A stronger version of this theory relies on what I have called "Cardwell's Law," after the British historian Donald Cardwell. This law states essentially that every society, when left on its own, will be technologically creative for only short periods. Sooner or later the forces of conservatism, the "if-it-ain't-broke-don't-fix-it," the "if-God-had-wanted-us-to-fly-he-would-have-given-us-wings," and the "not-invented-here-so-it-can't-possibly-work" people take over and manage through a variety of legal and institutional channels to slow down and if possible stop technological creativity altogether. Technological leaders like 17th-century Holland or early 19th-century Britain lost their edge and eventually became followers.
Many feel that the United States in 1993 is on the verge of succumbing to Cardwell's Law. After having led the world technologically for most of this century, the United States is gradually conceding many industries, from automotive to consumer electronics, to other nations. In many ways, reading Business Week today reminds one of the British press around 1900. An urgent sense of "we are not what we used to be" permeates the writing. It is as if technological creativity is like youthful vitality: As time passes, the creative juices gradually dry up, and sclerosis sets in. Societies become increasingly risk-averse and conservative, and creative innovators are regarded as deviants and rebels.

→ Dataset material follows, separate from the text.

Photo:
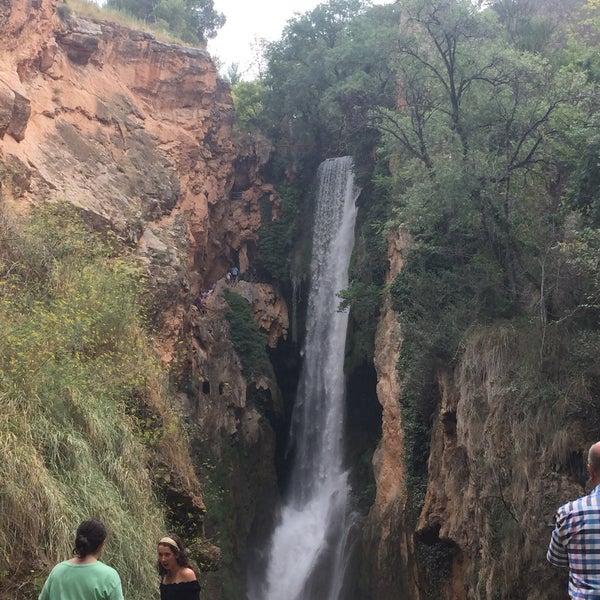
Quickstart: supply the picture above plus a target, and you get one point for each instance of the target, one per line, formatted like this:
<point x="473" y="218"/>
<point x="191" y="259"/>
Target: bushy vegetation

From a global point of view, the historical process can be likened to a relay race: Each society carries a torch for a short time before it hands it on to the next bearer; but all bask in the light. As long as there is a society to hand the torch to the next one, once the current bearer has worn itself out, technological progress can continue. There is thus safety in numbers: If there are enough states whose institutions are independent of each other, a replacement is likely to be found when the institutions of a technological leader turn against innovation, as they almost inevitably will.
The exact form that technological reaction will take differs from society to society. In some cases, reactionary governments simply close economies off to the rest of the world, and an iron bureaucracy either suppresses innovation altogether or channels it in directions deemed worthy by the rulers. This happened in Tokugawa Japan, Qing China, and Communist Albania; it is happening in Myanmar (Burma) and North Korea today.
In other cases, vested interests will use violence to block progress. The Roman Emperor Tiberius is reported to have executed an inventor who claimed to have come up with unbreakable glass, out of fear for his interests in glass making. Nineteenth-century inventors often fled for their lives to escape vengeful artisans. Professional trade associations, craft guilds, and regulations ossified the production process and made it impossible to deviate from established rules. Labor unions, with some exceptions, have been traditionally hostile to machines, which they feared would take their jobs.
In our time, well-meaning environmentalists, greedy product-liability lawyers, and feather-bedding unionists are contributing to the problem. Simply put, Cardwell's Law works because technological creativity is a delicate and fragile flower that needs just the right institutional environment to thrive. Yet in a truly dialectical manner, its very success usually destroys the environment it needs to survive.